The 21-gene assay and 50-gene assay were less costly ( -$12,189 and -$2410, respectively) and more effective [0.23 and 0.07 quality-adjusted life years (QALYs), respectively] compared with clinicopathologic risk alone. Similarly, the 70-gene assay and 12-gene assay are also cost-effective alternatives [incremental cost-effectiveness ratio (ICER): 27,760 and 7942, respectively].

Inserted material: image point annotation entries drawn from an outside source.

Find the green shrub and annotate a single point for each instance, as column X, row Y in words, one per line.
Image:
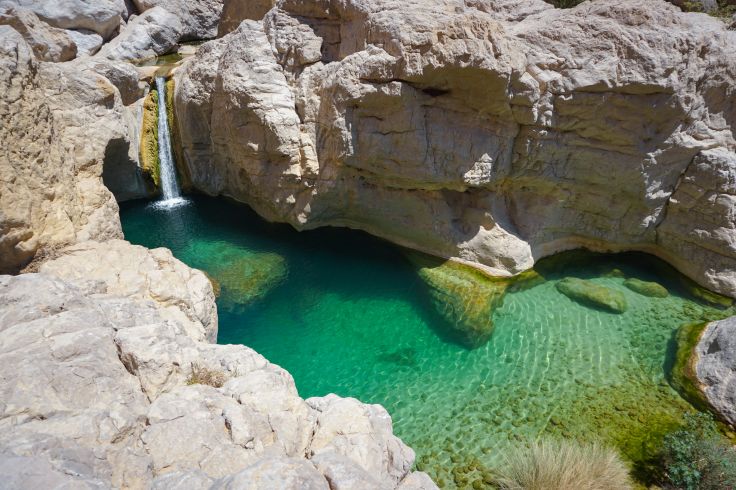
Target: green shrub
column 203, row 375
column 563, row 465
column 697, row 457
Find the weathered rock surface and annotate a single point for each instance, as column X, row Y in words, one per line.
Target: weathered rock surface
column 48, row 43
column 236, row 11
column 61, row 123
column 132, row 271
column 155, row 32
column 101, row 16
column 95, row 383
column 199, row 18
column 715, row 367
column 493, row 132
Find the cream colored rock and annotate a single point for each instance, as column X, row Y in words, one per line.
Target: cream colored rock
column 97, row 390
column 61, row 122
column 495, row 133
column 101, row 16
column 199, row 18
column 236, row 11
column 132, row 271
column 48, row 43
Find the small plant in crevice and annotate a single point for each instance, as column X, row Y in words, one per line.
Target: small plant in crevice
column 203, row 375
column 563, row 465
column 698, row 457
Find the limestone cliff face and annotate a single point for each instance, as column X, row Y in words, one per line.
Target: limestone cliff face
column 492, row 132
column 99, row 386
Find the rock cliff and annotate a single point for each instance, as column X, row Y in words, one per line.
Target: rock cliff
column 491, row 132
column 107, row 382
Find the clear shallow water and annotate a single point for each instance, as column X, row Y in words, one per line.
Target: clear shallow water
column 347, row 313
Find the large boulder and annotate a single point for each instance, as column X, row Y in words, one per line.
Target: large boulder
column 153, row 33
column 101, row 16
column 48, row 43
column 714, row 361
column 100, row 387
column 493, row 132
column 199, row 18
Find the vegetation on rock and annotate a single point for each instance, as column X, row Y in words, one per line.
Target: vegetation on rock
column 563, row 465
column 697, row 457
column 590, row 294
column 203, row 375
column 149, row 139
column 647, row 288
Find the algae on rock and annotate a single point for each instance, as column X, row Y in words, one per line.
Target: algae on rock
column 149, row 160
column 589, row 293
column 465, row 297
column 646, row 288
column 243, row 276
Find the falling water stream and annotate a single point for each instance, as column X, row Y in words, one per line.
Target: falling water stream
column 169, row 186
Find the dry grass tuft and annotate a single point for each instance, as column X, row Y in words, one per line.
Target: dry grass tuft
column 202, row 375
column 564, row 465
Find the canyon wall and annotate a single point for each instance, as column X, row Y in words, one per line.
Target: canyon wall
column 495, row 133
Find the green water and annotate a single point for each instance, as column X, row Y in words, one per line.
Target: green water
column 347, row 313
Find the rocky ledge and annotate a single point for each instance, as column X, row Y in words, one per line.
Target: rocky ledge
column 494, row 132
column 107, row 380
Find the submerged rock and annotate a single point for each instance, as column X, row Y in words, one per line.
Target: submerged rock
column 463, row 296
column 482, row 131
column 244, row 276
column 589, row 293
column 647, row 288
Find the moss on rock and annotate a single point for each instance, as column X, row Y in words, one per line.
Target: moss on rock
column 590, row 294
column 149, row 160
column 647, row 288
column 185, row 179
column 683, row 376
column 465, row 297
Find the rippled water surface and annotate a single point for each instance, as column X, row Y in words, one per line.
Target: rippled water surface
column 347, row 313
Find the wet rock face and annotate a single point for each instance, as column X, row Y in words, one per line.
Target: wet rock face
column 496, row 132
column 591, row 294
column 715, row 367
column 98, row 375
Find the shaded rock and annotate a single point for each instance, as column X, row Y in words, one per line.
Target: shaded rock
column 101, row 16
column 366, row 440
column 199, row 18
column 463, row 296
column 467, row 129
column 591, row 294
column 285, row 473
column 48, row 43
column 714, row 362
column 646, row 288
column 87, row 42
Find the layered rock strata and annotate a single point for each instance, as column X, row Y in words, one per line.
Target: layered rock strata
column 98, row 390
column 495, row 133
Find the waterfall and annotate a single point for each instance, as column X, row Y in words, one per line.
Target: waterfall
column 167, row 168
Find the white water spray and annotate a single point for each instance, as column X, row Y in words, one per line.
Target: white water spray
column 167, row 169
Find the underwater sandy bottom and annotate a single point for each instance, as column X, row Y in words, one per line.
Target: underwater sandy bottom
column 346, row 313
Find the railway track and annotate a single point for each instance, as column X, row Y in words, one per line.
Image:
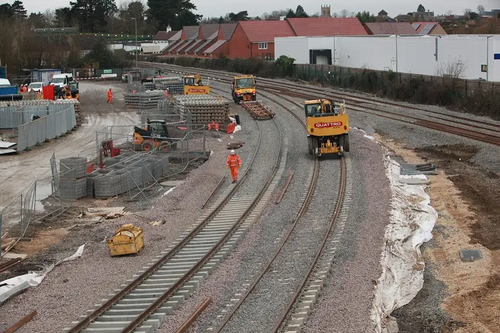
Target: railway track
column 304, row 297
column 456, row 125
column 160, row 287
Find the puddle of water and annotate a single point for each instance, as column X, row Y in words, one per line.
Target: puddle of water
column 43, row 190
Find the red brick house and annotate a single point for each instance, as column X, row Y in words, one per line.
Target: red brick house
column 327, row 26
column 247, row 39
column 220, row 45
column 256, row 38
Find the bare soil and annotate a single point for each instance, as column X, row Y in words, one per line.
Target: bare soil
column 460, row 297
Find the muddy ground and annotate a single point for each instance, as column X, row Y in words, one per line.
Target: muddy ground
column 461, row 297
column 457, row 297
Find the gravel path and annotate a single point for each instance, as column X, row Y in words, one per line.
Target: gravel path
column 66, row 292
column 348, row 294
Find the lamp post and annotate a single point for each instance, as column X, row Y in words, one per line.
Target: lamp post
column 135, row 20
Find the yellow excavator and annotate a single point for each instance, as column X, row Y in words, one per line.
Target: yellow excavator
column 327, row 127
column 243, row 88
column 193, row 85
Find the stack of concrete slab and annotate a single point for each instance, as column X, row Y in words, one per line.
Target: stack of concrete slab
column 126, row 173
column 72, row 181
column 41, row 102
column 173, row 84
column 204, row 109
column 144, row 100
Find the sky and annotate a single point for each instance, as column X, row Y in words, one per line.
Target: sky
column 216, row 8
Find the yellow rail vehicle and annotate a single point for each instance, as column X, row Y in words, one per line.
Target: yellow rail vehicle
column 327, row 128
column 194, row 86
column 243, row 89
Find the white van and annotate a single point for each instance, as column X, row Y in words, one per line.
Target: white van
column 62, row 80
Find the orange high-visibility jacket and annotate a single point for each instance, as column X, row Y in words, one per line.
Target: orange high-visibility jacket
column 233, row 160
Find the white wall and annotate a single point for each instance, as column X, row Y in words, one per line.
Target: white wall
column 296, row 47
column 413, row 54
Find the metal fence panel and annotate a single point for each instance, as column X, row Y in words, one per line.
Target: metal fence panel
column 6, row 117
column 50, row 127
column 47, row 127
column 58, row 122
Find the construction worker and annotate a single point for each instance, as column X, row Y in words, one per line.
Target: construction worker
column 233, row 163
column 110, row 96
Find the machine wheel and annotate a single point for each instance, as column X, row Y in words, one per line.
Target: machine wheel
column 314, row 146
column 346, row 142
column 165, row 147
column 146, row 146
column 309, row 145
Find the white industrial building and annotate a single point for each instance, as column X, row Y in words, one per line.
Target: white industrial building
column 478, row 56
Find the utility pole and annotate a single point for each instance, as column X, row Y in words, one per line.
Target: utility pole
column 136, row 51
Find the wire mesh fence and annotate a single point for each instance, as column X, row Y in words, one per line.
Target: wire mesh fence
column 16, row 217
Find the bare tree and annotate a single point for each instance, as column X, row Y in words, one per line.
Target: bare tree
column 453, row 69
column 49, row 16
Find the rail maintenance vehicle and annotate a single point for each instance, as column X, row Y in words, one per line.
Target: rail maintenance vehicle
column 327, row 127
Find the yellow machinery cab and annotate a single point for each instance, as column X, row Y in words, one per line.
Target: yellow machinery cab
column 193, row 85
column 153, row 135
column 243, row 89
column 128, row 239
column 327, row 127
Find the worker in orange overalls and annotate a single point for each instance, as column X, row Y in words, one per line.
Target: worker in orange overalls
column 233, row 163
column 110, row 96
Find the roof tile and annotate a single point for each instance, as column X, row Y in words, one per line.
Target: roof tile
column 327, row 26
column 391, row 28
column 266, row 31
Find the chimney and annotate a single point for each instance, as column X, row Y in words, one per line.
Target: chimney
column 325, row 10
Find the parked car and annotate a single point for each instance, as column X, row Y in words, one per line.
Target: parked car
column 35, row 86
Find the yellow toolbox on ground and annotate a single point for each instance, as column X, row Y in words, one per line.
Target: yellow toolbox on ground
column 128, row 239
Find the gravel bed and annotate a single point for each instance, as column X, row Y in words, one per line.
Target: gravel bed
column 66, row 292
column 272, row 294
column 346, row 300
column 260, row 241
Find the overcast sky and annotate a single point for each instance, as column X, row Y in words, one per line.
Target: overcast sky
column 216, row 8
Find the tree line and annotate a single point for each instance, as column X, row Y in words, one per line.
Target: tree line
column 104, row 16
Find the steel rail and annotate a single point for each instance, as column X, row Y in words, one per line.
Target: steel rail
column 300, row 215
column 82, row 324
column 147, row 312
column 214, row 191
column 358, row 100
column 344, row 95
column 333, row 220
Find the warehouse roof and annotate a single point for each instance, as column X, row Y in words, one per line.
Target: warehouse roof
column 227, row 30
column 326, row 26
column 424, row 28
column 266, row 31
column 390, row 28
column 163, row 35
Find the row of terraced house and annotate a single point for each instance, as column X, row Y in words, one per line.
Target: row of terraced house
column 247, row 39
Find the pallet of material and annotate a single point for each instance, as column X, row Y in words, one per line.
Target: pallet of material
column 257, row 110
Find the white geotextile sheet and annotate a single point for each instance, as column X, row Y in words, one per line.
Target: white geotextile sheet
column 411, row 224
column 11, row 287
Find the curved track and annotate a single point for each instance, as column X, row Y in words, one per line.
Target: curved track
column 297, row 310
column 457, row 125
column 142, row 304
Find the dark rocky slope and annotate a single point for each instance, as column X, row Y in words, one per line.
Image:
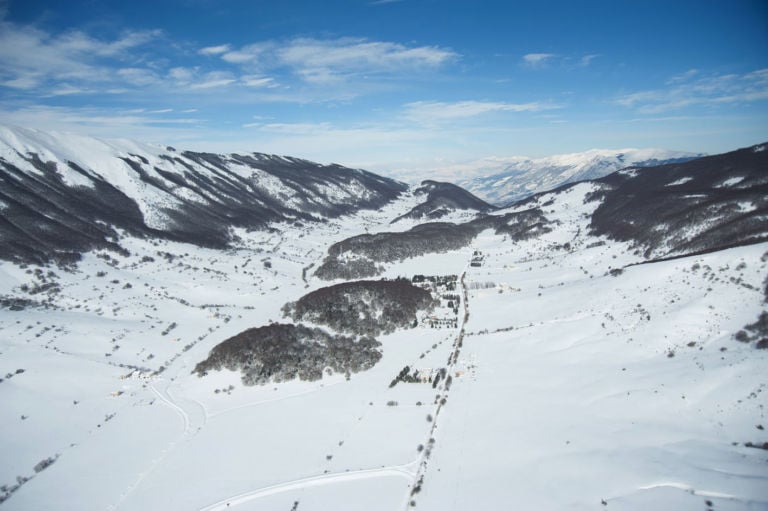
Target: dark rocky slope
column 55, row 210
column 442, row 199
column 369, row 307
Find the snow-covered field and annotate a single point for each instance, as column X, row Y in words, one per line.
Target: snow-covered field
column 571, row 386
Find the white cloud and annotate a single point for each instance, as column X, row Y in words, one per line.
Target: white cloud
column 31, row 58
column 691, row 89
column 537, row 59
column 214, row 50
column 248, row 54
column 347, row 54
column 258, row 81
column 214, row 79
column 435, row 111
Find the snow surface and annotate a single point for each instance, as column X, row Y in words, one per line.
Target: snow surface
column 502, row 180
column 570, row 386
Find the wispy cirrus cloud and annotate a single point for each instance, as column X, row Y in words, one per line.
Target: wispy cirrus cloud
column 214, row 50
column 692, row 89
column 547, row 60
column 37, row 63
column 436, row 111
column 537, row 59
column 31, row 58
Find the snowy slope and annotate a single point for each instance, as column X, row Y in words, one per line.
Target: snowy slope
column 505, row 180
column 63, row 194
column 583, row 374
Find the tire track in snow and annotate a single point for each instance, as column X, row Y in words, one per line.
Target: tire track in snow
column 418, row 478
column 190, row 430
column 308, row 482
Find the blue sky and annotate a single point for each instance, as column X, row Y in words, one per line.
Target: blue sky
column 391, row 83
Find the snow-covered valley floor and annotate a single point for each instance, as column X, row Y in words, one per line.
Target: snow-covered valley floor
column 571, row 386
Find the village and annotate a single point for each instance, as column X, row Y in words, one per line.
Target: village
column 443, row 288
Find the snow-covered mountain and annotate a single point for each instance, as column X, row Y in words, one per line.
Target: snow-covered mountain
column 597, row 346
column 505, row 180
column 62, row 194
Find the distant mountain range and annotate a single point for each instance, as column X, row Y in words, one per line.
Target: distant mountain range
column 506, row 180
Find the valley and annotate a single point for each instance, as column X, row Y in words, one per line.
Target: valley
column 556, row 367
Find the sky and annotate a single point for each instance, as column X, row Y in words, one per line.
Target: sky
column 391, row 84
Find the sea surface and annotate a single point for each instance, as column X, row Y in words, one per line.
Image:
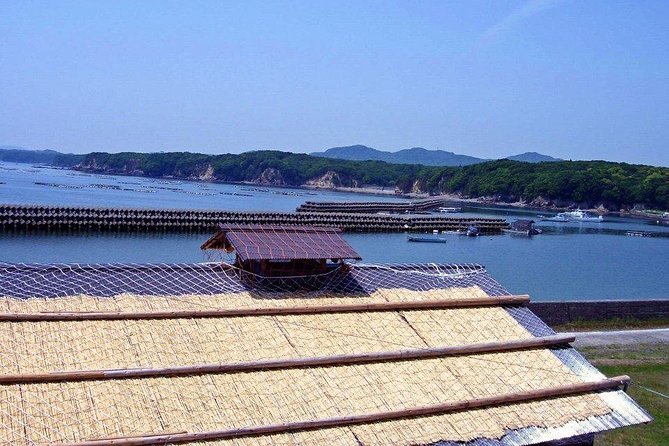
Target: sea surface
column 569, row 261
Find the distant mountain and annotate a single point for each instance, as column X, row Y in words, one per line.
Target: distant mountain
column 13, row 154
column 416, row 155
column 532, row 157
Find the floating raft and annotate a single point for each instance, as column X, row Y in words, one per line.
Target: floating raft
column 29, row 217
column 372, row 207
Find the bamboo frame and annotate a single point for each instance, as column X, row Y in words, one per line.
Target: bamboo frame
column 60, row 316
column 516, row 397
column 316, row 361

All four multigene assays were cost-effective from a societal perspective, offering low net lifetime costs or savings with improved outcomes compared with clinicopathologic risk assessment alone. These assays can help refine treatment decisions by providing prognostic risk estimates. In the case of the 21-gene assay, it can also predict chemotherapy benefit leading to the highest lifetime cost savings and greatest QALY gain.
临床病理因素和患者因素,如肿瘤分级、大小、年龄和绝经状态,在激素受体阳性(HR +)、人表皮生长因子受体2阴性(HER2 -)、淋巴结阴性的早期乳腺癌中提供的预后和预测信息有限,可能导致过度治疗或治疗不足。在美国临床实践中使用的多基因表达谱检测,包括21基因检测、70基因检测、12基因检测和50基因检测,提供了超越传统临床病理特征的预后信息,以改善治疗决策。本研究旨在评估这四种多基因检测与单独的临床病理风险评估相比的成本效益。
一个决策树根据临床和基因组风险对假设的HR + /HER2 - 早期浸润性乳腺癌患者进行分类,并结合临床专家对化疗分配的见解和文献数据。一个马尔可夫模型模拟了患者一生中化疗决策的终身成本和结果。远处乳腺癌复发的概率来自TAILORx(21基因检测)、MINDACT(70基因检测)和TransATAC(12基因检测、50基因检测)研究。成本从美国社会角度以2021年美元计算,考虑了医疗保健成本、生产力损失和患者自付费用。
与单独的临床病理风险相比,21基因检测和50基因检测成本更低(分别为 - 12,189美元和 - 2410美元)且更有效[分别为0.23和0.07质量调整生命年(QALY)]。同样,70基因检测和12基因检测也是具有成本效益的选择[增量成本效益比(ICER):分别为27,760和7942]。
从社会角度来看,所有四种多基因检测都具有成本效益,与单独的临床病理风险评估相比,提供了较低的终身净成本或节省成本,且结果有所改善。这些检测可以通过提供预后风险估计来帮助优化治疗决策。就21基因检测而言,它还可以预测化疗获益,从而带来最高的终身成本节省和最大的QALY增益。